YouTubeチャンネル、Sharla in Japan:投稿動画より

 世界では、温泉と言えば水着で入る習慣のほうが多く、日本のように不特定多数が素っ裸で入浴という文化は少ないようです。自然のままの地形で男女関係なく入れる光景は、なかなか日本では考えにくいですね。試しに英語で[Hot spring naked(温泉 裸で)]と検索したところ、ヒットしたページのほとんどは『日本の温泉事情』について紹介する海外のサイトでした。
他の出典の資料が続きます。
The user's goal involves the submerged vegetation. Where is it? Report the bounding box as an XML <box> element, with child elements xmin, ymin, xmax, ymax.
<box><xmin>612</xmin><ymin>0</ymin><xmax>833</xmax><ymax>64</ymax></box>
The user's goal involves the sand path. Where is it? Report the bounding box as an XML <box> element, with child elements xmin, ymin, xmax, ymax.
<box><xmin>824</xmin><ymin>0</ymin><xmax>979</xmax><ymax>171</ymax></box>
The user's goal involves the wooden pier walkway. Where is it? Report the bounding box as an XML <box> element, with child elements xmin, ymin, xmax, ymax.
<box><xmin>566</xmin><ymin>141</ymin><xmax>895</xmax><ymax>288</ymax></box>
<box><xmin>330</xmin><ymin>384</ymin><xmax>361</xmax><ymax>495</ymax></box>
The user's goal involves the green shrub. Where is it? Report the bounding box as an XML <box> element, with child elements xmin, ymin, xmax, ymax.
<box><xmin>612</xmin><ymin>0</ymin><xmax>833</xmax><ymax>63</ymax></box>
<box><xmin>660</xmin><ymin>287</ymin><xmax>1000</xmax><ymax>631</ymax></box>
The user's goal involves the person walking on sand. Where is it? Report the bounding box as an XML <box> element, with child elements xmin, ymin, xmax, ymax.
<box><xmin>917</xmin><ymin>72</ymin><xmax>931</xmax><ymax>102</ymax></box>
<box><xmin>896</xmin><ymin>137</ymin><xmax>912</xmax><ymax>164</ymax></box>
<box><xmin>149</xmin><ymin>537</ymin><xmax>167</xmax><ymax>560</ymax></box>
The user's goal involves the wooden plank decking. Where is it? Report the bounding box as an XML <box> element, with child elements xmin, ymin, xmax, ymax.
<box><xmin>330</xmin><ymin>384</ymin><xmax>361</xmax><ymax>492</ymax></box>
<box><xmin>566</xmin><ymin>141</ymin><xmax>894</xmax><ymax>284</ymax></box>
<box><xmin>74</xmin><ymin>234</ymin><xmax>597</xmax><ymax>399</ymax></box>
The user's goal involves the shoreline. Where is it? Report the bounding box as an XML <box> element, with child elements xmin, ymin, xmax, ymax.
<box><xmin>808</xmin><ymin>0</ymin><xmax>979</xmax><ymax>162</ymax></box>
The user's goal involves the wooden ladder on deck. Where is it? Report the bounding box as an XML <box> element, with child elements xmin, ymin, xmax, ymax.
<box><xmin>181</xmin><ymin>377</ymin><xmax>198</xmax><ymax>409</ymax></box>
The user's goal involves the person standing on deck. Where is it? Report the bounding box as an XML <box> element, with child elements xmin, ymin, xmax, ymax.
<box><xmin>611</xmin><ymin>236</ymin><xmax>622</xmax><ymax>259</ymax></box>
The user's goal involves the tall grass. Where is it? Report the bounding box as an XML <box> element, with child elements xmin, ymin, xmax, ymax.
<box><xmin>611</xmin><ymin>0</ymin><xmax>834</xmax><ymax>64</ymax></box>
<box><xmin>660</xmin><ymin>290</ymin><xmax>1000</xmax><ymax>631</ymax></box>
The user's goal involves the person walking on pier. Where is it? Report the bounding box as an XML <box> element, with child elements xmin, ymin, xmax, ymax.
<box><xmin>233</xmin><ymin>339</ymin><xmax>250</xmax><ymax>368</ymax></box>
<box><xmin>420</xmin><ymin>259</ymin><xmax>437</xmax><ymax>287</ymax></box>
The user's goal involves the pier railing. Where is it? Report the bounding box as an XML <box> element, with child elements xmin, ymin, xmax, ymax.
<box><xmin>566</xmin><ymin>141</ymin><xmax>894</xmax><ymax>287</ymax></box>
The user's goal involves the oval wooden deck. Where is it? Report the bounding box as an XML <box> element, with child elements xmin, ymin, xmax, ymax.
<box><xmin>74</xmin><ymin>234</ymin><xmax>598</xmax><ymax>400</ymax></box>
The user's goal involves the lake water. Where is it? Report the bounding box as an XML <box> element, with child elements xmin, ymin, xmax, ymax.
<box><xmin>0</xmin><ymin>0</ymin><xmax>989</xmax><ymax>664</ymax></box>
 このあたりは日本における温泉文化の特異性がハッキリ表れていますね。

 日本は火山地帯であり、あちこちで温泉が湧く温泉大国でもあります。その環境のなかで独自の温泉文化が生まれ、湯治温泉療養など独自の風習も多くありますね。そのような文化は世界からも注目され、海外では日本の温泉について研究した論文もちらほら伺えます。以下の論文では『日本の温泉療法と法規制歴史、文化的側面』が研究題材にされているようですね。

ScienceDirect
 日本の温泉文化研究に関しては こちら(注:英語)

 ちなみにという話ですが、温泉の泉質表示は温泉施設に提示することが義務付けられています。そのほか入浴施設ではだいたい以下のような文言が併載されていますね。

・食事前後の入浴、飲酒状態での入浴は控えましょう
・高齢者や子どもなどは単独での入浴を避けましょう
・水分補給を忘れずに
・お湯に入る前にかけ湯をし、身体を洗いましょう
・気分が悪くなったらすぐに出ましょう
・浴槽にタオルなどを入れないようにしましょう

 わたしも温泉好きとしてこれらに気をつけていて、入浴前にはかならず身体の要所を洗っています。温泉は心も身体もスッキリする心地よい空間です。昨今は外出自粛などによりストレスを溜め込みやすい日々が続きますが、こういう時だからこそ温泉でひと息つきたいですね。